Our social media channels are flooded with individuals living the “digital nomad dream.” Location independent, they post pictures of their ever-changing office spaces. One day, a quaint coffee shop overlooking a Roman ruin in Italy, the next, a poolside cabana in a Mediterranean location with an accompanying mojito to make the day progress faster.
Carefully-curated Instagram posts will have you believe that this is a perfect life. Being a digital nomad myself, I know that behind the filters and the manipulated view, the reality isn’t always so perfect.
Of course, we are having fun a lot of the time. The flexibility of schedule and the independence that this lifestyle creates means that you have the freedom to do absolutely anything. Last year, I visited 16 countries and lived in three of them. I am incredibly grateful for the life I lead but indeed, there is no perfect life. All of us are bound by some shackles or another.

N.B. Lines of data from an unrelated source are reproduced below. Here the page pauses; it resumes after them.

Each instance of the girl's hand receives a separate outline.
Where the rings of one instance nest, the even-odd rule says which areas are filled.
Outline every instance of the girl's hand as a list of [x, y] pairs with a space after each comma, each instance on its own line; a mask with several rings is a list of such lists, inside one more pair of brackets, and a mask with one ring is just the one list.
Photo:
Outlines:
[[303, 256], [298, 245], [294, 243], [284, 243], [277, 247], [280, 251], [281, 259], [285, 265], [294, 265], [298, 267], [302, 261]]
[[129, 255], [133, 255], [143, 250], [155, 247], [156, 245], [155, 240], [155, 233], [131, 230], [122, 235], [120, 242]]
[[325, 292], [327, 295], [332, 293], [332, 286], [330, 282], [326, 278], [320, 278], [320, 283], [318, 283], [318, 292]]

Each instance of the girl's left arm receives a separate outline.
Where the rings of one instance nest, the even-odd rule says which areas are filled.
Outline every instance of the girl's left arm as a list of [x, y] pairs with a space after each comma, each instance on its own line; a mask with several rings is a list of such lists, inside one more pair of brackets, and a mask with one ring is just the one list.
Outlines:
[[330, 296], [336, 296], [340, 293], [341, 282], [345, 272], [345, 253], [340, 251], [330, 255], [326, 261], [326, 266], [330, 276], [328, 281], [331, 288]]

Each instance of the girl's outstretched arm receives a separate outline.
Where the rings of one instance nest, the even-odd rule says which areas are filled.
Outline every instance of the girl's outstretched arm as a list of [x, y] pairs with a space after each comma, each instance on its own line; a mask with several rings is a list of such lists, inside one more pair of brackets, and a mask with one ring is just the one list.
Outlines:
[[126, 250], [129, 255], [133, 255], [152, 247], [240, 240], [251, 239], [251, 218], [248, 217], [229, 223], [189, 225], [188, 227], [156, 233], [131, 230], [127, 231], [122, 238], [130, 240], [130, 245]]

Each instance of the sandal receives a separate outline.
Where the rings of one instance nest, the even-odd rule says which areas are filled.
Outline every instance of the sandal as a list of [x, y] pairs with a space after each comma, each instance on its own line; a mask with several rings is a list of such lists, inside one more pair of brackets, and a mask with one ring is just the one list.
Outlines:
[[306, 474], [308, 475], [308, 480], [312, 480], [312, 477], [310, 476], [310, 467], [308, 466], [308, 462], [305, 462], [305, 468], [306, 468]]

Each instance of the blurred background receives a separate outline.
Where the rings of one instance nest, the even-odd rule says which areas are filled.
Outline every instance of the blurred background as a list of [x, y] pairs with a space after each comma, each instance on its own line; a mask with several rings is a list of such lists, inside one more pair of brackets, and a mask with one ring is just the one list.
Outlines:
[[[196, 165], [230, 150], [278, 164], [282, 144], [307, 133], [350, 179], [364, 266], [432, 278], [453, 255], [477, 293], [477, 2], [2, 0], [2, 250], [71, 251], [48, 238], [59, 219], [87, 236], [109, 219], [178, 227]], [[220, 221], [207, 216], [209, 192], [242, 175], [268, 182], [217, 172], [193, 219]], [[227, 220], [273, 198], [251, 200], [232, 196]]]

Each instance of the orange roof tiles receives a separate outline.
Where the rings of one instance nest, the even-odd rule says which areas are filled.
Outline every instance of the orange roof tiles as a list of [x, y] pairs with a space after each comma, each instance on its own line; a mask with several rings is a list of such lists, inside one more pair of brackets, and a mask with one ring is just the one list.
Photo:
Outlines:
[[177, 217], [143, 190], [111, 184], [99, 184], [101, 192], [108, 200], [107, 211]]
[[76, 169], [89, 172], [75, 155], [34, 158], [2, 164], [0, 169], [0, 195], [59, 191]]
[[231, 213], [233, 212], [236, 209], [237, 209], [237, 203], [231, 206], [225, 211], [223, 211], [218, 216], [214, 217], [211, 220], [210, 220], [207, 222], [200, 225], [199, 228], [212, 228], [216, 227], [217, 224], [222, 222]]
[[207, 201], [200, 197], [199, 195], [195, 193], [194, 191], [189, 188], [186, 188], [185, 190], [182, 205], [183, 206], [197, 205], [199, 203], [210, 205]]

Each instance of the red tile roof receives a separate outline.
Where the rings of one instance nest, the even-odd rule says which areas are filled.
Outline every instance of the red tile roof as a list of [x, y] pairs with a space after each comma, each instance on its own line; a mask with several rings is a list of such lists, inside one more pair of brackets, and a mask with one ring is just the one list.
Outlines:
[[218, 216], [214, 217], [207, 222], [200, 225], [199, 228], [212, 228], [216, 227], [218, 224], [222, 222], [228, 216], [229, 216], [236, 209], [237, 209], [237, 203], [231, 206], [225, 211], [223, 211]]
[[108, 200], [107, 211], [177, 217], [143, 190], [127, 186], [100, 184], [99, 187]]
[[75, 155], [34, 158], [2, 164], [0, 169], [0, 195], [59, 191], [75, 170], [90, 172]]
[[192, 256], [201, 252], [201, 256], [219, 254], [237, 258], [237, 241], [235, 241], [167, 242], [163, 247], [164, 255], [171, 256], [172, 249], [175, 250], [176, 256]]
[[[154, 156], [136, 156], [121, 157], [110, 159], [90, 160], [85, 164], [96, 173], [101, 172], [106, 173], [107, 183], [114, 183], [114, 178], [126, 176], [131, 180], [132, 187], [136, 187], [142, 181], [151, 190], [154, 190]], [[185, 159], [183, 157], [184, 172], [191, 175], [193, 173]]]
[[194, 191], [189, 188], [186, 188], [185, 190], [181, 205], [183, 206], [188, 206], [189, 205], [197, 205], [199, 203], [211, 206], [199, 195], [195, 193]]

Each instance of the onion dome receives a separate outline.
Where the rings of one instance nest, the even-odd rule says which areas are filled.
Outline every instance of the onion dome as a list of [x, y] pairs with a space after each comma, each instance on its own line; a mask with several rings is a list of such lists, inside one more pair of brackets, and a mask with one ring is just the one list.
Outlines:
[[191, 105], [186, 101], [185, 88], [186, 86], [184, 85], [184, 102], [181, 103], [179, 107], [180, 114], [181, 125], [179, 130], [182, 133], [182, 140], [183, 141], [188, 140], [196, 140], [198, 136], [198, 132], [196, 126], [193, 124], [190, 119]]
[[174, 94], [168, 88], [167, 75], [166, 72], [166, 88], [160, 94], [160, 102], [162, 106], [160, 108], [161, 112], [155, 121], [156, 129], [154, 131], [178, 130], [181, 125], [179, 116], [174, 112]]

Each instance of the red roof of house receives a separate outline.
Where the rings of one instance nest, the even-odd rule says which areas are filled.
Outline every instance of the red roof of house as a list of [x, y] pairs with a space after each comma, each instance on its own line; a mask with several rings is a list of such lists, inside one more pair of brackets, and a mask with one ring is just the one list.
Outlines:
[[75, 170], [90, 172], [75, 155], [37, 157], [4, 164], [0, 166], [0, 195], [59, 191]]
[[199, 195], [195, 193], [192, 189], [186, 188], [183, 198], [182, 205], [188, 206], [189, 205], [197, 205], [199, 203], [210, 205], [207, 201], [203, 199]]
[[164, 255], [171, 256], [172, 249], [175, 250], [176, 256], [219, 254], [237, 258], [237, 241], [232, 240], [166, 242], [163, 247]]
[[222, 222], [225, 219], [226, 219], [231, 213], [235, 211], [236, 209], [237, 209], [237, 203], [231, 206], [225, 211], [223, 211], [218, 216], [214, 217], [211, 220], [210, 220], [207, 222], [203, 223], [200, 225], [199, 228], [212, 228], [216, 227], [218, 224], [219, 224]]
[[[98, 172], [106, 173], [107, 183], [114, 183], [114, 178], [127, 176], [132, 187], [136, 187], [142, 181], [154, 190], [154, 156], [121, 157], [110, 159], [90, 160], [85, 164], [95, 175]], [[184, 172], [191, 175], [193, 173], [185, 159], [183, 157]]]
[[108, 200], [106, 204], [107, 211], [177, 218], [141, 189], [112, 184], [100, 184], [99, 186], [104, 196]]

In our social circle, everything is temporary, everything is transient. Every new hello is paralleled with a goodbye. The cycle of meeting and befriending others gets old fast and the majority of the friendships and relationships that you build are fickle.
Simple, taken-for-granted pleasures in life are those that you seldom get to experience as a digital nomad. I remember sitting in a galbi restaurant in Seoul, watching as a family ate Korean BBQ together and thinking about how seldom I saw mine. I remember walking around Athens when I first arrived in Greece and watching groups of friends go out for dinner and having the sudden realization that I was completely alone.
It’s a strange reality when those whom you are closest and most connected to are those whom you see so infrequently.
Your work associates and professional connections may be based at opposite ends of the world and the majority of your day’s conversations are held with anonymous people you’ve never met or seen.
The peculiarity of being a digital nomad is that for all of its negativity, the way that it impacts your personal life and relationships, and the bouts of loneliness, this lifestyle is difficult to walk away from once you have launched yourself into it.
In a world where you can literally do whatever you want, it becomes difficult to commit — difficult to commit to a base in Italy, when you long to see the bright lights of Tokyo, or the chaos of Mexico City, It’s difficult to commit to relationships and people when there is just so much out there. Friendships and relationships become easily disposable. After all, you will meet a new group of people at the next place.
You long for a home and a sense of belonging, but staying still is every bit as difficult as packing up and saying goodbye, and so we continue on with this way of life, accepting it for its warts and all because we cannot imagine it any other way — at least not right now.